2.2.4 CXCL10 and regulation of angiostasis

The CXC chemokines have dual effects on angiogenesis, depending on the presence or absence of the Glu-Leu-Arg (ELR) motif. ELR-negative CXCL10 is an angiostatic chemokine, which inhibits angiogenesis. Studies in Indian and Ghanaian patients with malaria revealed a hither to unknown angiostatic effects of elevated levels of CXCL10 in severe malaria patients coupled with reduced levels of vascular endothelial growth factor (VEGF) and platelet derived growth factor (PDGF) [11-12]. Remarkably, angiogenic chemokine CXCL10 has been applied in gene therapy to treat high-risk HPV-related cervical carcinoma in mice models and shown to inhibit the growth of cervical carcinoma through combined actions, including reducing the formation of microvessels, down-regulation of the expression of proliferating cell nuclear antigen (PCNA) and human papillomavirus (HPV) oncoproteins E6 and E7, as well as increasing apoptotic rate of cancer cells [27]. As an ELR-negative CXC chemokine, CXCL10 exerts important effects in anti-tumor effects which cannot be omitted when we review angiostatic functions of CXCL10 [45-47]. In xenograft models of lymphoma, squamous cell carcinoma (SCCA) and adenocarcinoma of lung, the production of CXCL10 was inversely correlated with tumor growth. This resulted in marked reduction in tumor-associated angiogenesis. CXCL10 induced angiostatic action in a T-, NK- cells or macrophage independent manner [46-47]. CXCL10 was reported to antagonize the action of fibroblast growth factor (bFGF), thus suppressing angiogenesis induced by bFGF in advanced uterine endometrial cancers [40]. In estrogen receptor positive (ER+) mammary tumor, CXCL10 inhibits vascular endothelial growth factor (VEGF) levels to reduce tumor burden [41].

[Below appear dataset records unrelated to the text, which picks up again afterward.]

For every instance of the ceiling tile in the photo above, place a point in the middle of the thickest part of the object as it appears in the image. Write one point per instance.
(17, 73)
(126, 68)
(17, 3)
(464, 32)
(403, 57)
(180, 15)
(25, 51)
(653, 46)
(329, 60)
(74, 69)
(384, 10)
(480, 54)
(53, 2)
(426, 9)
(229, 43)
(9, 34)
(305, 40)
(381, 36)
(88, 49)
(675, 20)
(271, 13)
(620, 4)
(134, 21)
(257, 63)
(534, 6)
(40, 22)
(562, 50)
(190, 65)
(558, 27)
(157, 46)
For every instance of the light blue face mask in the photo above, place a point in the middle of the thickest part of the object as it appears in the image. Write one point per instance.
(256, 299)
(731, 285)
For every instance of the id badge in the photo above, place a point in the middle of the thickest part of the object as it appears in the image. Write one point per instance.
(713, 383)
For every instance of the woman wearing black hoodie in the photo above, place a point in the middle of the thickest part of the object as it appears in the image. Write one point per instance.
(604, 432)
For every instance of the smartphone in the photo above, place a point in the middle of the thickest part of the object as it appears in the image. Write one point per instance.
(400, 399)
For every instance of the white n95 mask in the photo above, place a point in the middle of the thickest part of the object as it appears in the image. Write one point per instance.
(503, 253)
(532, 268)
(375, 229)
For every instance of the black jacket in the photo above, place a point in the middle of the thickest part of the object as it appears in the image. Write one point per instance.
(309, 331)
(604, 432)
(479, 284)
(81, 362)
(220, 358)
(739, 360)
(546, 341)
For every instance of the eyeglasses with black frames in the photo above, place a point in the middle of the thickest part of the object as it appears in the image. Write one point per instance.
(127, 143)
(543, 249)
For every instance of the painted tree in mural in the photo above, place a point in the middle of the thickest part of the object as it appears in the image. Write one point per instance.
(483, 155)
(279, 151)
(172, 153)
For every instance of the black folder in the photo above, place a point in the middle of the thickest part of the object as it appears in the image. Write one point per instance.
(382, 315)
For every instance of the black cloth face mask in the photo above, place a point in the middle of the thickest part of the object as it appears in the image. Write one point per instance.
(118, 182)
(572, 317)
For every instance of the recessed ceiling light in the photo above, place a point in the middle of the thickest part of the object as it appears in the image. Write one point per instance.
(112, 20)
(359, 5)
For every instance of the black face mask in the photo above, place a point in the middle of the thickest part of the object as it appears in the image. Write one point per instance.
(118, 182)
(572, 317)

2.3 Potential CXCL10 signaling pathways

Recent studies have shown the importance of CXCL10 signaling and relevant downstream pathways in the regulation of different biological responses such as chemotaxis, cell motility and growth [36-37, 48]. Interaction of CXCL10 with its receptor CXCR3, results in increased chemotactic activity through several signaling pathways. p38/MAPK and PI3K signaling play important roles in the CXCL10/CXCR3 chemokine receptor-induced chemotaxis in human airway epithelial cells [36-37, 48]; in human type II pneumocytes, CXCL10/CXCR3 interaction induces chemotaxis via mitogen-activated protein kinase (MAPK) and PI 3-kinase pathways (PI3K) [34]; CXCL10 induces chemotactic responses in eosinophils possibly through the cAMP-dependent protein kinase A (PKA) signaling pathways [49]. Cell motility and proliferation are controlled through the activation of Ras/ERK, Src, and phosphatidylinositol 3-Kinase/Akt [50]. A proposed model of CXCL10 signaling in the regulation of biological responses in human airway epithelial cells and vascular pericytes is shown in Figure 1.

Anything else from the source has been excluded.